What form this love and care will take will reveal itself in due course, but gently-gently seems to be the measure of things, rather than stripping the joint down and starting over.

“We will sympathetically look to renew and refresh in certain places,” Venters says carefully, “and talk to the members and talk to the management about how we can do things slightly differently. I love the expression ‘evolution, not revolution.’”

You need a mix. That’s what makes interesting spaces, the yin and the yang, different backgrounds. You want the most eclectic mix possible

There is one direction it seems certain the Groucho is heading in: overseas. Venters mentions repeatedly that Artfarm is working out where to take the club.

“When one looks at the membership list, they’re global citizens. They travel. Therefore, I think that there’s an appetite from a number of members who want to see us appear in a few locations.”
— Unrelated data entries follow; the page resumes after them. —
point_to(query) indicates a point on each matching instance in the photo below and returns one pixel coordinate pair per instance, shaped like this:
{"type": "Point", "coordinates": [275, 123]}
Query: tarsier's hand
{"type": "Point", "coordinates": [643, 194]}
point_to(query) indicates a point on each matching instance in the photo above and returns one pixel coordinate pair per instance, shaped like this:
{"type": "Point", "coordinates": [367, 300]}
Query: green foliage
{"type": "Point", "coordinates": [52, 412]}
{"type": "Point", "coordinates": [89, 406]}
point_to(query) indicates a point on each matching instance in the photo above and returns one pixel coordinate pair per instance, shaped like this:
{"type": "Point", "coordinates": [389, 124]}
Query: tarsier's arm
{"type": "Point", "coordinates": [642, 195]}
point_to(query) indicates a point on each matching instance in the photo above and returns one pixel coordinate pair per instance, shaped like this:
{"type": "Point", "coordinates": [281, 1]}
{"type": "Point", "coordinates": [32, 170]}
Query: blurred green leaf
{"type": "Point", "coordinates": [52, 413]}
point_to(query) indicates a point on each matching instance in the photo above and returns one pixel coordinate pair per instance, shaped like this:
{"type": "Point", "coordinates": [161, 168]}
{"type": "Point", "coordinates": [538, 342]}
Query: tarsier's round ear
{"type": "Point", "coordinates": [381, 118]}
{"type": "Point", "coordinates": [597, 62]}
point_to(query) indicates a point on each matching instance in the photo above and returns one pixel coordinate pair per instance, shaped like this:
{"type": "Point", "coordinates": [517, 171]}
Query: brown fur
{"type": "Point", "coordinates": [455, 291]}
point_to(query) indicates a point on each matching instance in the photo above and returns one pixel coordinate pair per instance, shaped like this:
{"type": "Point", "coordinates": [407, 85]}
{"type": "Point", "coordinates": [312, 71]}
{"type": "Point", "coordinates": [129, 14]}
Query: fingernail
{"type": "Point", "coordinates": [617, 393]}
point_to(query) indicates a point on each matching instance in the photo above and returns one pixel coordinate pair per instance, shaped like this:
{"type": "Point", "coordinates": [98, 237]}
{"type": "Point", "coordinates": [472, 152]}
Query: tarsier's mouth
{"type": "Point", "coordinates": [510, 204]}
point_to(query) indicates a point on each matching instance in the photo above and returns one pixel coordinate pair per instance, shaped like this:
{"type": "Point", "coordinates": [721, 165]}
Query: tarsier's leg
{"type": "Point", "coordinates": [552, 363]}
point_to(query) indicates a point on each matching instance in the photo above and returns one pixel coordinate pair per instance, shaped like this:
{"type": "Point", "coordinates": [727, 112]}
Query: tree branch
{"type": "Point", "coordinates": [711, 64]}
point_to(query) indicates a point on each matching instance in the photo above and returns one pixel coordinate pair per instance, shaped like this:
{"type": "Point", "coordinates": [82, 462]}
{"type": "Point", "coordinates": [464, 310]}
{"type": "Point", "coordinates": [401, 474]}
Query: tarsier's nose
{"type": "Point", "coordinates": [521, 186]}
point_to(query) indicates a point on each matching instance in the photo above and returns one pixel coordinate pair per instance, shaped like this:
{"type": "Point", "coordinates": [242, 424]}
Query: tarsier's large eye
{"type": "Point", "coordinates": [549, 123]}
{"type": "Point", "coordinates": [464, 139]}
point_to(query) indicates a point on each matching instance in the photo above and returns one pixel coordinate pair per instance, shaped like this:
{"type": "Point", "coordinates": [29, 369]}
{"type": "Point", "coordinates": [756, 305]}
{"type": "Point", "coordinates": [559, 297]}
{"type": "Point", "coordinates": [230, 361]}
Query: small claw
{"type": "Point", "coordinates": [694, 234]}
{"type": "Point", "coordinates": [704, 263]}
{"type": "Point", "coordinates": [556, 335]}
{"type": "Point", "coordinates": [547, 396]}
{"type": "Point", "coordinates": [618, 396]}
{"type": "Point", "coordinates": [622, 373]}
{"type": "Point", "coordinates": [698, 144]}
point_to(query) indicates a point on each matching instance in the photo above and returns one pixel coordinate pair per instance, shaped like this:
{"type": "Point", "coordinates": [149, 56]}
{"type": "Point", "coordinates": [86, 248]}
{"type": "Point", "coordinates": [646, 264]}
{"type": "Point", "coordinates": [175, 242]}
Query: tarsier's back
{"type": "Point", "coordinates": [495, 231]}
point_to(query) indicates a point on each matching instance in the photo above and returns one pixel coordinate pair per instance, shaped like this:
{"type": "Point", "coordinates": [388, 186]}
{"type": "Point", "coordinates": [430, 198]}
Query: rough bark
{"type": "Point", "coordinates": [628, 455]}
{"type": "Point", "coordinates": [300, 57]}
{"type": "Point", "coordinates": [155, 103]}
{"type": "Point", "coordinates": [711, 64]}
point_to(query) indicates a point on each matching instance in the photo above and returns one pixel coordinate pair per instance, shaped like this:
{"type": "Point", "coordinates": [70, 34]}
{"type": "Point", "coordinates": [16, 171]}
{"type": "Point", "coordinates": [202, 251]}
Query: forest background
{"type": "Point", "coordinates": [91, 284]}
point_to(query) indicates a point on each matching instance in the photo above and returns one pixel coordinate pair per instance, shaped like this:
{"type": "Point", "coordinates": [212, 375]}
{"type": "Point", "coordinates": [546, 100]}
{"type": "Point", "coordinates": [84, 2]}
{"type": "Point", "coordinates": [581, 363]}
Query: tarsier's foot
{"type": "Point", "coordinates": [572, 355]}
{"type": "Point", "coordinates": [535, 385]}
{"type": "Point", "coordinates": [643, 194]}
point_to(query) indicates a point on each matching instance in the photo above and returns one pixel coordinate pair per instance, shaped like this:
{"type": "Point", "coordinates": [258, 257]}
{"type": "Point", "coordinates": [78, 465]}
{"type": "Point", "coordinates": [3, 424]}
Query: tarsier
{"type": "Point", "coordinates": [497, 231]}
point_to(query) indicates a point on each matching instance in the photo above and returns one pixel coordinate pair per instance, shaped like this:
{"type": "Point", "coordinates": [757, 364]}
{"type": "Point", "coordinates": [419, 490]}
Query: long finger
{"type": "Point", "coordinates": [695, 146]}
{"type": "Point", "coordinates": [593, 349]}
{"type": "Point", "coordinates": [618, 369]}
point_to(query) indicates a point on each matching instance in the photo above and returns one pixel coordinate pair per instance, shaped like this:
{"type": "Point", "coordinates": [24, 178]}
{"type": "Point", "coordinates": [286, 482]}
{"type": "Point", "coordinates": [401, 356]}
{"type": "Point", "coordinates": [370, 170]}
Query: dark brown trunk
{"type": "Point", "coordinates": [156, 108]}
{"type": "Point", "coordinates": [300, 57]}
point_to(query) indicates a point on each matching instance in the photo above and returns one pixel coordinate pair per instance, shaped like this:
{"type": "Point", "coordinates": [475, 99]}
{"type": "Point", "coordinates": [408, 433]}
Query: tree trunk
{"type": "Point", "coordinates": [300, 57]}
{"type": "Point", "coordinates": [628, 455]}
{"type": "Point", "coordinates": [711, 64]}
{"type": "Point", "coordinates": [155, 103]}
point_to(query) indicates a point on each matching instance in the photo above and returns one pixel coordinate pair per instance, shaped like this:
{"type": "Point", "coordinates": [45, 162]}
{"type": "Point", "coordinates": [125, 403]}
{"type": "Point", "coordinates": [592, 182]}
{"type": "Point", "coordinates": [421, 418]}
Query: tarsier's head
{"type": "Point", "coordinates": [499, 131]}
Would there be another in the UK? He rules London out but not the rest of the country. “Quite rightly that’s been quite a diverse push away from London. Why couldn’t the Groucho potentially appear in…” He pauses. Scarborough? He raises an eyebrow. “Well, maybe not Scarborough, but let’s start out in other major cities.”

Later, Venters talks about singing around the piano with James Nesbitt, or his early days there with hard-partying chef Mark Hix, some 15 years back. “When you come off that street, you’re not just going into another bar,” he says fondly. “It’s a different world you’re entering into.”

We talk about some of the wilder stories over the year. Is that the club he remembers? “Well, look, I don’t know that you can… I don’t think...” For a rare moment, he is caught fumbling for words. “I don’t think everybody necessarily has the full Groucho experience that you might be alluding to...”

Perhaps not. But it’s the one thing, perhaps the only thing Venters says, that doesn’t quite convince. And for the Groucho, that’s a very good thing indeed.